Enero. Finito.

El Cuervo había volado solo un tiempo. Le sentaba bien el invierno sobre las plumas. Le quedaban bien los copos sobre las alas. Enero infinito. 
De vez en cuando observaba en las copas de los árboles aves nuevas y diferentes que jamás había notado. De vez en vez notaba sobre las ramas algún pájaro cantor que iluminaba un poco el pasiaje blancuzco y tiritante con su doble voz.

Ninguno parecía tener aquella luz plateada...
Aquel destello sutil que brinca en las pupilas cuando te tienta el alma descalza.
Y el peso de las promesas vanas que cargaba ya pesaban.
Las grietas en las reglas de vuelo que él mismo había tenido que quebrar cada vez soportaban menos la materia andante vertiginosa cual molécula congelada en un instante.

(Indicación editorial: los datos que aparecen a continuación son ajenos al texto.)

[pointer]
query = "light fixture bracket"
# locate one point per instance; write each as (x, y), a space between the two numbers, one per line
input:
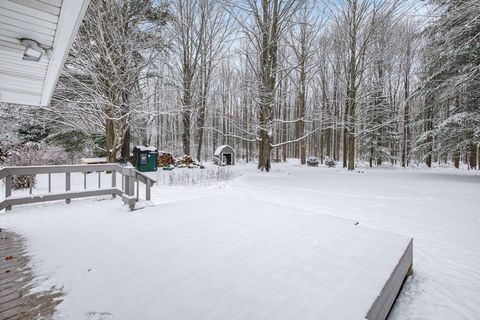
(33, 50)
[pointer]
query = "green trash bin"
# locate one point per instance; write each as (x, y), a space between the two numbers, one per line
(145, 158)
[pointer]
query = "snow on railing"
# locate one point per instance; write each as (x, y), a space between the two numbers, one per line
(130, 176)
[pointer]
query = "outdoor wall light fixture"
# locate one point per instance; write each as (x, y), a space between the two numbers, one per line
(33, 51)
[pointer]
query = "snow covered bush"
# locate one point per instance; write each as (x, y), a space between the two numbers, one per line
(32, 154)
(330, 162)
(312, 162)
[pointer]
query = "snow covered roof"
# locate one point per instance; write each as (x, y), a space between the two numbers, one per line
(53, 25)
(220, 148)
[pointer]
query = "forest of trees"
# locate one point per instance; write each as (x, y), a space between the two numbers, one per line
(361, 81)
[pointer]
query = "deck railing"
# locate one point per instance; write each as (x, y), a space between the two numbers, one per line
(129, 175)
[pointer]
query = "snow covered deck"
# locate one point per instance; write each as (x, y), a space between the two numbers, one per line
(201, 259)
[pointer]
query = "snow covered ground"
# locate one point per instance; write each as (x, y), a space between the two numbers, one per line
(438, 208)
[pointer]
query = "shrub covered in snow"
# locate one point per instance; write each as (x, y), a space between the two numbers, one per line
(32, 154)
(313, 162)
(330, 162)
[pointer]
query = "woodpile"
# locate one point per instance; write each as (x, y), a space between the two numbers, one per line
(165, 159)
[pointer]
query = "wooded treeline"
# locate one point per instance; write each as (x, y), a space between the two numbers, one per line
(380, 82)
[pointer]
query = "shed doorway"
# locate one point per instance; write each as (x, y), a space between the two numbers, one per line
(227, 159)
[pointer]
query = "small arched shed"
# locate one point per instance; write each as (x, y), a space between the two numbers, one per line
(225, 154)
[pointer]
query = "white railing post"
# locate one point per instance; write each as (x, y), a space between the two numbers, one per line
(114, 181)
(147, 190)
(67, 185)
(8, 189)
(129, 193)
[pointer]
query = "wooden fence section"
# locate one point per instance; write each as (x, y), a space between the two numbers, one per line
(130, 177)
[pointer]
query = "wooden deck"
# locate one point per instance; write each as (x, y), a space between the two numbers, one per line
(15, 300)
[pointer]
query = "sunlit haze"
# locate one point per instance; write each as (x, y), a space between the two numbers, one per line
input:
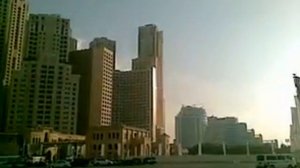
(235, 58)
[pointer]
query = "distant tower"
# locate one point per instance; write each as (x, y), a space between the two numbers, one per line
(96, 67)
(13, 17)
(150, 54)
(51, 34)
(190, 126)
(295, 111)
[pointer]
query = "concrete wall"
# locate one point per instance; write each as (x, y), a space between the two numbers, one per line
(207, 159)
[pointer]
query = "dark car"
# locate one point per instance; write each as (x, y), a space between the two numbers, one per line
(150, 160)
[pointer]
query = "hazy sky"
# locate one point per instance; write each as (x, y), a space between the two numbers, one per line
(234, 57)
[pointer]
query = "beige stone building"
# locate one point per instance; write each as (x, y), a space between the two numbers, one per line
(49, 135)
(51, 34)
(14, 14)
(53, 144)
(96, 67)
(150, 54)
(44, 93)
(118, 142)
(134, 99)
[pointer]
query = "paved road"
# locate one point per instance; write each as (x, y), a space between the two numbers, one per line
(210, 165)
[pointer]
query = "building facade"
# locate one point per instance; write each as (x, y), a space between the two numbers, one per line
(54, 145)
(231, 132)
(118, 142)
(44, 93)
(49, 34)
(96, 67)
(150, 54)
(14, 14)
(134, 99)
(190, 126)
(295, 126)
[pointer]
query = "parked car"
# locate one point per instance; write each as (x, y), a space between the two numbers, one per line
(102, 162)
(150, 160)
(61, 164)
(80, 162)
(276, 161)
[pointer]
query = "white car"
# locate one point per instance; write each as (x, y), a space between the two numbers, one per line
(61, 164)
(275, 161)
(102, 162)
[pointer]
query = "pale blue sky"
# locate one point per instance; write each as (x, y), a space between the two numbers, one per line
(234, 57)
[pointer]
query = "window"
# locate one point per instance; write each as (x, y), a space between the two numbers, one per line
(271, 158)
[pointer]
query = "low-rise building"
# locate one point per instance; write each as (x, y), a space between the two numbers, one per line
(118, 142)
(55, 145)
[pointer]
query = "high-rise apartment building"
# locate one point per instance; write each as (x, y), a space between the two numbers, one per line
(44, 93)
(49, 34)
(229, 131)
(295, 126)
(13, 16)
(150, 54)
(96, 67)
(190, 126)
(134, 99)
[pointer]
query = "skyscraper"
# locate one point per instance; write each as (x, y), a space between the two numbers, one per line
(134, 99)
(150, 54)
(229, 131)
(12, 33)
(43, 93)
(49, 34)
(295, 111)
(96, 67)
(190, 126)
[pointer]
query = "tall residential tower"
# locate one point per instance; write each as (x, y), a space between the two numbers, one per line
(150, 54)
(13, 16)
(45, 92)
(49, 34)
(190, 126)
(96, 67)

Pero el cuervo siguió volando solo un tiempo. Surgiéndose de pronto extrañas cuestiones que le alimentaban el ansia. Creciéndole de súbito la insolación. Derritiéndose de sus alas los copos. Desvaneciendo de a poco el invierno bajo sus alas.

No está usted para saberlo, pero el Cuervo suele ser un animal de climas fríos. 
Le agradaba nada más.

No estaba él para saberlo. Pero el invierno ya acababa.

Y por primera vez, el Cuervo volaría bajo el sol.